Beyond fishes, acceleration sensory tags may be applied to a wide range of taxa and research questions. A similar framework to that used here could quantify behavior in habitats where direct observation of animals in situ is limited or impossible, including in nocturnal species, aquatic species living in turbid waters, or terrestrial species inhabiting thick vegetation. Regardless of habitat, the technology will allow rapid quantification of behaviors in great detail and sample sizes adequate to permit population‐level inferences, assuming receiver arrays or mobile tracking can adequately monitor tag outputs. For example, foraging behavior studies would benefit greatly from detailed data provided by movement sensor tags that monitor head movements (Kokubun, Kim, Shin, Naito, & Takahashi, 2011; Laich et al., 2008).

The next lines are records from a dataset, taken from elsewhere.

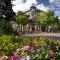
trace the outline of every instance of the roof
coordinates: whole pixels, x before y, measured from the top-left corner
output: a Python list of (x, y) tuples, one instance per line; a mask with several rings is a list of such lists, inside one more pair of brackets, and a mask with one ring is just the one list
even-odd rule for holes
[(36, 8), (36, 5), (34, 3), (32, 3), (30, 8)]

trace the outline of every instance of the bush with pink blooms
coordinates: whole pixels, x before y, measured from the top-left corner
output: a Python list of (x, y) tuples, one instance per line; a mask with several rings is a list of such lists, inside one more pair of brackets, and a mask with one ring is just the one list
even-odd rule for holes
[[(35, 41), (34, 41), (35, 40)], [(16, 50), (21, 56), (28, 57), (27, 60), (59, 60), (60, 59), (60, 41), (45, 38), (38, 40), (35, 38), (30, 45), (23, 46)]]
[(0, 50), (26, 60), (59, 60), (60, 41), (46, 37), (0, 36)]

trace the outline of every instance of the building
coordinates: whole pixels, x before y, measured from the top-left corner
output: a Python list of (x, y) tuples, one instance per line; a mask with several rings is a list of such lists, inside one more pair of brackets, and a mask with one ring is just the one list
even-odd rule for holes
[(28, 15), (28, 23), (26, 25), (19, 25), (19, 27), (17, 26), (17, 31), (18, 33), (21, 34), (22, 33), (31, 33), (31, 32), (41, 32), (41, 27), (40, 25), (37, 23), (36, 20), (36, 13), (40, 13), (41, 10), (37, 9), (35, 4), (33, 3), (30, 7), (30, 10), (25, 12), (25, 15)]
[(35, 4), (33, 3), (30, 7), (30, 10), (26, 12), (25, 15), (29, 15), (28, 24), (26, 30), (29, 32), (40, 32), (41, 28), (39, 24), (36, 22), (36, 13), (41, 12), (41, 10), (37, 9)]

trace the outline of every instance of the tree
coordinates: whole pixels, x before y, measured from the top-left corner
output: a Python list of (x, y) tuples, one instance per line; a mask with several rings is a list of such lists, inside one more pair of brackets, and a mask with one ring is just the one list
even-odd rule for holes
[(36, 21), (40, 26), (40, 30), (42, 29), (44, 31), (45, 26), (47, 25), (47, 18), (48, 18), (47, 13), (46, 12), (40, 12), (40, 13), (37, 13), (36, 16), (37, 16)]
[(12, 10), (11, 0), (1, 0), (0, 2), (0, 15), (5, 16), (6, 20), (13, 19), (15, 13)]
[(28, 16), (26, 16), (23, 12), (19, 11), (16, 15), (16, 22), (18, 24), (26, 25), (28, 20)]
[(8, 22), (14, 17), (11, 0), (0, 0), (0, 34), (11, 33), (12, 28), (8, 26)]
[(6, 0), (0, 0), (0, 5), (6, 6), (6, 5), (5, 5), (5, 4), (6, 4), (5, 1), (6, 1)]
[(46, 12), (37, 13), (37, 21), (40, 25), (46, 25), (46, 21), (47, 21)]
[(58, 17), (52, 11), (37, 13), (37, 21), (44, 27), (58, 25)]

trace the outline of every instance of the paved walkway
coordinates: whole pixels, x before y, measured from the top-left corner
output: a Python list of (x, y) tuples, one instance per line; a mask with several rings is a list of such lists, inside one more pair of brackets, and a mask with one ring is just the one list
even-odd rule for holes
[(22, 36), (56, 36), (56, 37), (60, 37), (60, 33), (30, 33), (30, 34), (25, 34)]

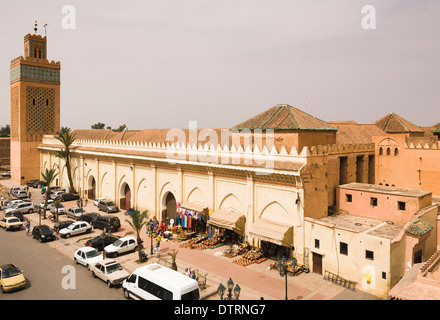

Similarly, habitat association studies can be greatly refined by linking specific behaviors to location data acquired from telemetry (Jessopp, Cronin, & Hart, 2013; Wakefield et al., 2009). Coupling interindividual mating activities with pedigree analysis could provide important insights into the links between mating behavior, phenotype at the time of tagging, and individual fitness. Use of tags to identify timing and habitats of key behaviors such as mating or spawning may be especially helpful in the management of invasive or nuisance species by pinpointing areas for control effort. While archival sensor technology has been applied to such studies in the past (e.g., Halsey, Shepard, & Wilson, 2011; Wilson, Hinch, Eliason, Farrell, & Cooke, 2013), the advent of real‐time accelerometry via radio telemetry will allow application to a much broader range of species of intellectual, economic, or conservation importance. Regardless of future applications and advancing technology, we advocate the direct observation of telemetered animals to establish criteria for the recognition of key behaviors prior to inferences about behavior of at‐liberty animals monitored via accelerometer biotelemetry, combined with a systematic classification approach for the analysis of acceleration time series.

CONFLICT OF INTEREST

None declared.

AUTHORS CONTRIBUTIONS

Caudill and Fuchs conceived and designed the study; Fuchs conducted fieldwork; Fuchs and Caudill analyzed data; Fuchs drafted the manuscript; Fuchs and Caudill substantially contributed to the writing; and Caudill secured funding and administered the project and gave final approval for publication.